La célèbre espionne Joanna Dark ne s’attendait sûrement pas à se retrouver au chômage aussi longtemps après la parution du deuxième volet de ses aventures. “Zero”, c’est le sous-titre qu’a donné Rare à cette préquelle sortie au lancement de la Xbox 360. C’est aussi la note attribuée par un certain nombre de joueurs à l’épopée de la jeune héroïne. Qualifié de “Project Snowblind-like”, de “soft indigne de la 360” ou encore de “déchet” par la presse spécialisée, Perfect Dark Zero a été vivement critiqué. À juste titre ?

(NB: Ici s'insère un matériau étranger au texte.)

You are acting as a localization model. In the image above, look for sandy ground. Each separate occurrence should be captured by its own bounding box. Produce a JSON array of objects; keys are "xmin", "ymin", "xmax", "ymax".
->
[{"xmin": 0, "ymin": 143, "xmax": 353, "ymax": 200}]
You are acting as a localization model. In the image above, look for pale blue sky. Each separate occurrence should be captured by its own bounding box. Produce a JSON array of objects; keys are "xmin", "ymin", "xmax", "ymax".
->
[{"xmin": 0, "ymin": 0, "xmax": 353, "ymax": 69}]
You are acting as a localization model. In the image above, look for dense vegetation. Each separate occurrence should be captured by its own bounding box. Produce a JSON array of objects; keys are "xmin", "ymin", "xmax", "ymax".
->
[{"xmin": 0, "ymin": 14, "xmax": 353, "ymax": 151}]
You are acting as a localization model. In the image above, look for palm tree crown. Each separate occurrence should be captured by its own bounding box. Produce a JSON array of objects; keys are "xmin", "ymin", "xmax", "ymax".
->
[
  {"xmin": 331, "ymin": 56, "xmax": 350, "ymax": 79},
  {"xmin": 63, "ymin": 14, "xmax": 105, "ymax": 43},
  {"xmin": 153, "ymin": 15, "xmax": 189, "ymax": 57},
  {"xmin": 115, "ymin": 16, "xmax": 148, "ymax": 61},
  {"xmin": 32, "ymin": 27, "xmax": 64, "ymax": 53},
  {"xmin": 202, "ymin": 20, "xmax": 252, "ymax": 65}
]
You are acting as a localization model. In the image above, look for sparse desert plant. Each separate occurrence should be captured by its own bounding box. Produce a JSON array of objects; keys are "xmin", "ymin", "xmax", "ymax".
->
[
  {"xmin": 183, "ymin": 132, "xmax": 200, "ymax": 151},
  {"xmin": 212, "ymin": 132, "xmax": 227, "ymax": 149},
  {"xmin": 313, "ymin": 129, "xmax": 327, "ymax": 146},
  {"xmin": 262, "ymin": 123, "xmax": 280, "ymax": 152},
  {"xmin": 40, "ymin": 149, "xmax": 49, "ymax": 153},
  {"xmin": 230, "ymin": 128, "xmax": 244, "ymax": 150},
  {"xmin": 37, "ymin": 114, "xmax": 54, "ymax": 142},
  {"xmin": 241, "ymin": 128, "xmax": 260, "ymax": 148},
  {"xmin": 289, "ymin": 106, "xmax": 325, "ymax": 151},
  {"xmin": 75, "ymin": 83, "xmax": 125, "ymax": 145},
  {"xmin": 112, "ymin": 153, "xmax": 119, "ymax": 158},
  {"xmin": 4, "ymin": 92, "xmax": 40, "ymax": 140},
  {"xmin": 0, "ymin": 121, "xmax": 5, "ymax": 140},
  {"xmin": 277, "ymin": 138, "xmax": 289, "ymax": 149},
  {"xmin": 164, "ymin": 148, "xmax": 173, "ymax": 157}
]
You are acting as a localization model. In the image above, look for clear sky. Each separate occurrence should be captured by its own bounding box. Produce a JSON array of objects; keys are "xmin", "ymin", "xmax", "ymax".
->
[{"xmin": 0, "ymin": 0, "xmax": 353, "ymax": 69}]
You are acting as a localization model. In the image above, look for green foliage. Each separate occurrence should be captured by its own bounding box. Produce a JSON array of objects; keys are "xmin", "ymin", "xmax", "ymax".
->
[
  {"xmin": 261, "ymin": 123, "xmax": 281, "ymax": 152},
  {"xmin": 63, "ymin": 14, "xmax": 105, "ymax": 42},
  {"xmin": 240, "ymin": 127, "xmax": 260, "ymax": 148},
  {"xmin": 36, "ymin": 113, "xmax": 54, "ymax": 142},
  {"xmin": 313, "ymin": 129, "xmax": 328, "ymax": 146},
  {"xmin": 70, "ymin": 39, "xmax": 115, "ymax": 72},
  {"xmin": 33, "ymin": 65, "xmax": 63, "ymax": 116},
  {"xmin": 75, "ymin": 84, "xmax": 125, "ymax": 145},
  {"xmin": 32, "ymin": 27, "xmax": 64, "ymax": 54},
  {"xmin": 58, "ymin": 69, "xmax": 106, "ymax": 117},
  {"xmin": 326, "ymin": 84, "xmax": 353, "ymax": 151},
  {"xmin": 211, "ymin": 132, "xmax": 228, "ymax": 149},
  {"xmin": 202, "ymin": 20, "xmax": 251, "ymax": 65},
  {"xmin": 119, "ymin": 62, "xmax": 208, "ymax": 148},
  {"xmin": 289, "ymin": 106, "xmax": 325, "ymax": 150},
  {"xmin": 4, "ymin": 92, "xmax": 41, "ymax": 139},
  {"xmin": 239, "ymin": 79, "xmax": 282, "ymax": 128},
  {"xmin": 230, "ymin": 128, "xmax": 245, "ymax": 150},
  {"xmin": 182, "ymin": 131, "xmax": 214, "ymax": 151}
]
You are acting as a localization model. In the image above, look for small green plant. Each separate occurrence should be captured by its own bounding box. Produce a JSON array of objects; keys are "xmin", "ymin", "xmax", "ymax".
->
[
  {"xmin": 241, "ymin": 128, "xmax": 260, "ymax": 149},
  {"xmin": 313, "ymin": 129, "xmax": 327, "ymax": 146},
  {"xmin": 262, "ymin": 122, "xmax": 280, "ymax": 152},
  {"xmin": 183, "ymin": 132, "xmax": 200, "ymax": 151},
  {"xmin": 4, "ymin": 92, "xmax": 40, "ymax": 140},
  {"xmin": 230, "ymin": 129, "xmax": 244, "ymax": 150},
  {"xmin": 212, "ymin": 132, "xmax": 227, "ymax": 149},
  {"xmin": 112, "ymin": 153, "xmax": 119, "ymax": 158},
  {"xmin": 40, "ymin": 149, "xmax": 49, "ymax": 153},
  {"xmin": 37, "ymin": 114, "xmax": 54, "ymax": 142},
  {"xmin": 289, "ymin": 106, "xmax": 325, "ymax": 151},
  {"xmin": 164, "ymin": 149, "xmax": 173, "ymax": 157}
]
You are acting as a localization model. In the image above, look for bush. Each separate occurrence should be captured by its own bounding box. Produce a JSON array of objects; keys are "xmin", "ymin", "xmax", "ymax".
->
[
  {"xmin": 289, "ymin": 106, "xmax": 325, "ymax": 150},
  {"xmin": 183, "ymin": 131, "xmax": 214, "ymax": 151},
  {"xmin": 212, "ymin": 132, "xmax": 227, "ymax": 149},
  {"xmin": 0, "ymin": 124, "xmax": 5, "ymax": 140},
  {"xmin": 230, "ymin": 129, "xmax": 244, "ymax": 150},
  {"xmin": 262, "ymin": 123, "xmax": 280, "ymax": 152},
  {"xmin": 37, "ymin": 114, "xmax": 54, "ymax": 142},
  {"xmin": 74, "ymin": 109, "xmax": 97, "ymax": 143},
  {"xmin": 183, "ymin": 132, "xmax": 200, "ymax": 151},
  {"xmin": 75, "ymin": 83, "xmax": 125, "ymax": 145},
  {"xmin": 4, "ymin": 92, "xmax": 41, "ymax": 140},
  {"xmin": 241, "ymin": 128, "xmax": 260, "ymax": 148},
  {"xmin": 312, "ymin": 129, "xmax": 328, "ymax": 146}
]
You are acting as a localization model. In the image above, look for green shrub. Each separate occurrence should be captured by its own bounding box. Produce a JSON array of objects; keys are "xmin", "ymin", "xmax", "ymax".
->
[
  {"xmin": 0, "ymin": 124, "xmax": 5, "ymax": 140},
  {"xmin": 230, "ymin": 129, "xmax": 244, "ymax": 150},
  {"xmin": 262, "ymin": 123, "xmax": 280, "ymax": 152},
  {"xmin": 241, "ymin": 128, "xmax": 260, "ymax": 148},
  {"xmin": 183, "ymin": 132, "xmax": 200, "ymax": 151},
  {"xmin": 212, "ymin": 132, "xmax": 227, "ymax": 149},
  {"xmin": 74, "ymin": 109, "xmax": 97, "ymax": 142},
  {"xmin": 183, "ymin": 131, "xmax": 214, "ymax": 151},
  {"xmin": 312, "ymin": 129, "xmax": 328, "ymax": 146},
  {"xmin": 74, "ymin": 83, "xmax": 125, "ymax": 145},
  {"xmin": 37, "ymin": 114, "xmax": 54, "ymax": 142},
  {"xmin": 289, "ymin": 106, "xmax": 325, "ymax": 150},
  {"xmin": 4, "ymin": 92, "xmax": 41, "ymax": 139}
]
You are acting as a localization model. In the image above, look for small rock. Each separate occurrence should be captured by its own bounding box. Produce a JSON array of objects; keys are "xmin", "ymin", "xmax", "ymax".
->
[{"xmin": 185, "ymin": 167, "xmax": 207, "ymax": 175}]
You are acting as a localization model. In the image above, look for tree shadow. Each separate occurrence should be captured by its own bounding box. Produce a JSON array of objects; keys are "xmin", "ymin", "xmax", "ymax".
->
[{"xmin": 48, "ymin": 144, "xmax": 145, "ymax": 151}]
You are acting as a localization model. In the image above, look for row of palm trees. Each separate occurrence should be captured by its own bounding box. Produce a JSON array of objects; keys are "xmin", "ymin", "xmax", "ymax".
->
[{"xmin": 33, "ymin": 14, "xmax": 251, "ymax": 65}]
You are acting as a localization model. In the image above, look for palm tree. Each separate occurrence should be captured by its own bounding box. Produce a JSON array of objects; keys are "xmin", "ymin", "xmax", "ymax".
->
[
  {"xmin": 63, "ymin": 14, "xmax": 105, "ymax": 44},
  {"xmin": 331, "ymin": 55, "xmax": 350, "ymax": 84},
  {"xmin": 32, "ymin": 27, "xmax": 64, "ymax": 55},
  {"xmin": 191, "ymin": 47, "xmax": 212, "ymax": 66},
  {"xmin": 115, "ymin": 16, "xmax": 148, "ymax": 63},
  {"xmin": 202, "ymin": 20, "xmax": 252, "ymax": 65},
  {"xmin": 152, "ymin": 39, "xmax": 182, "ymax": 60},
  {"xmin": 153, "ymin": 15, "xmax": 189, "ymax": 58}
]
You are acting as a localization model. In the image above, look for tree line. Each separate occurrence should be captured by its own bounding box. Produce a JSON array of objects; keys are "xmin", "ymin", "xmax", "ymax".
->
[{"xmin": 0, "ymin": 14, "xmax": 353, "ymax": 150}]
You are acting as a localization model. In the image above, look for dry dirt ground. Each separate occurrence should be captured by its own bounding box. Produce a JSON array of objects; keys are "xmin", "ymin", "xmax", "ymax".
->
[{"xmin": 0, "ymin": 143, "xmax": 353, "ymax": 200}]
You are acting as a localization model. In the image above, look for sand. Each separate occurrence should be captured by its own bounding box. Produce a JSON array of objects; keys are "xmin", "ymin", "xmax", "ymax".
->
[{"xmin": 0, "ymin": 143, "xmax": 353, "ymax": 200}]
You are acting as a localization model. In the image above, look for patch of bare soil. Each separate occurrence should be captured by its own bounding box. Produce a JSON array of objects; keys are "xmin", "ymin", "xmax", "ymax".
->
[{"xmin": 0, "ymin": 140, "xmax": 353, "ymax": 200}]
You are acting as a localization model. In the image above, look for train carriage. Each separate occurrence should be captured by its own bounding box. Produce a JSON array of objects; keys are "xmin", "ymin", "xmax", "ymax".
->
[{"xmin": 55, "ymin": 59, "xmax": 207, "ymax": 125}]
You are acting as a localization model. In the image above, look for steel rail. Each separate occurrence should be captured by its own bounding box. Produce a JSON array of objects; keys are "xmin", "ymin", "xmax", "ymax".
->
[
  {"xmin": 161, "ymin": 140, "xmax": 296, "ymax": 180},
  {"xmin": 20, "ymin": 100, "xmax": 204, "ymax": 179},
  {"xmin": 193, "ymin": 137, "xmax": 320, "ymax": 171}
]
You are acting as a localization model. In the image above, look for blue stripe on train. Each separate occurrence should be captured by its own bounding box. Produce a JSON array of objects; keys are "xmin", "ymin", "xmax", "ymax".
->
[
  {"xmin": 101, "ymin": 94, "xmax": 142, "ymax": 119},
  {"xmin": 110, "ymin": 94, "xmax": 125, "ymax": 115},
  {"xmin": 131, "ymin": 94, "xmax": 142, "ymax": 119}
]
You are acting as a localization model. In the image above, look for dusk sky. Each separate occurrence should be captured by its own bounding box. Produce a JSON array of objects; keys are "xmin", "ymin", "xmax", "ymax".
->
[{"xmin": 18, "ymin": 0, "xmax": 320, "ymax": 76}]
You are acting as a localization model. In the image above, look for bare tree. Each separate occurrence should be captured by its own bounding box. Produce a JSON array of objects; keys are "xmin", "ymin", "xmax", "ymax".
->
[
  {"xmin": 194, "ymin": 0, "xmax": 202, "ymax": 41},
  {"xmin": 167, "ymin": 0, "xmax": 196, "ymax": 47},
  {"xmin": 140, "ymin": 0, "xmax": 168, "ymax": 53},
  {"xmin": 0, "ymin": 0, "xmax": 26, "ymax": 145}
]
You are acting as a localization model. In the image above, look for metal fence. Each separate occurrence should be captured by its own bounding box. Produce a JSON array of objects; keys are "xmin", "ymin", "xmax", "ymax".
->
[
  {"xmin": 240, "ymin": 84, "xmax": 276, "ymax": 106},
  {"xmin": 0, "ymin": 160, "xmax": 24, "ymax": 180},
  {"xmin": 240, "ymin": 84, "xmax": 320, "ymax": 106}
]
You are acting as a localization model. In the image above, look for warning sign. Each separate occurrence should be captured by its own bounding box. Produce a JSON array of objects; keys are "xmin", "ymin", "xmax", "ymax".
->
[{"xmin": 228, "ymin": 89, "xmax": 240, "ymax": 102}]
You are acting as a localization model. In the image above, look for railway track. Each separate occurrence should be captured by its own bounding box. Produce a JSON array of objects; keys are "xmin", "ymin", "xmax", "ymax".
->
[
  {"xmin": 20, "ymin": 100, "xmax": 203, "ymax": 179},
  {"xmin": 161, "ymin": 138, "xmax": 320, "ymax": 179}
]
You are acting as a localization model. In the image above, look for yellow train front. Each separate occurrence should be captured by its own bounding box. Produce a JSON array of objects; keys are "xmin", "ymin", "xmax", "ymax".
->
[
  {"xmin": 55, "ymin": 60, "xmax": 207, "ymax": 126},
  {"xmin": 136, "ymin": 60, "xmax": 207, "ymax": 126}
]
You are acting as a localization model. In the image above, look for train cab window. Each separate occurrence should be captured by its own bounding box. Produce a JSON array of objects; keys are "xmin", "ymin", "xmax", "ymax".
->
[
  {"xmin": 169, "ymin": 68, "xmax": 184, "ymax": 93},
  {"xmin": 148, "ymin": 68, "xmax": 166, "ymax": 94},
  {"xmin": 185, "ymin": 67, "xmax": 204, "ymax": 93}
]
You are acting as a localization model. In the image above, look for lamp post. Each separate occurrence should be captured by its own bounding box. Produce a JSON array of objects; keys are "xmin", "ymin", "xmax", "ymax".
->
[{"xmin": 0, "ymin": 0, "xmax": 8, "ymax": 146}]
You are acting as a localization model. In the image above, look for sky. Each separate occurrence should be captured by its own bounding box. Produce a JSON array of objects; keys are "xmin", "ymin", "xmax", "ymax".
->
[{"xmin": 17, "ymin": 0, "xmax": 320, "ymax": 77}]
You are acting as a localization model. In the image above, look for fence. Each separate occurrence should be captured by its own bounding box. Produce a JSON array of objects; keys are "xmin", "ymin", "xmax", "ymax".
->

Cet article est un billet d’opinion, il est par nature subjectif. L'avis de l'auteur est personnel et n'est pas représentatif de celui du reste de la rédaction de JV.
On ne vit que deux fois
Il est parfois amusant de voir comment certains souvenirs ne collent pas à la réalité. C’est le cas de tout ce qui concerne la sortie de Perfect Dark Zero. Demandez autour de vous si le jeu signé Rare est bon ou mauvais. Il y a fort à parier pour que vos interlocuteurs vous répondent à l’unisson qu’il s’agit d’un titre à oublier, avant qu’un joyeux laron n’ajoute que “de toute façon, Rare, c’est fini depuis que Microsoft a racheté le studio”. La presse française n’a pas été tendre avec les nouvelles aventures de Joanna Dark. Nous lui avions attribué un 11/20, tandis que Gamekult donnait un 6/10 et que Console + accordait un 14/20 plus généreux. Cela a peut-être participé à cette impression que PDZ est saumâtre. De manière générale, lorsqu’il est sorti à la fin de l’année 2005 aux États-Unis et en Europe, les critiques étaient loin d’être dithyrambiques. Pourtant, son Metacritic s’élève à 81/100, ce qui est loin d’être aussi catastrophique que nous aurions pu l’imaginer. Après tout, c’est la même moyenne que A Plague Tale Innocence, Splatoon, Condemned, Mario & Luigi : Dream Team, Tearaway Unfolded ou encore Hellblade, qui sont loin d’être considérés comme ratés.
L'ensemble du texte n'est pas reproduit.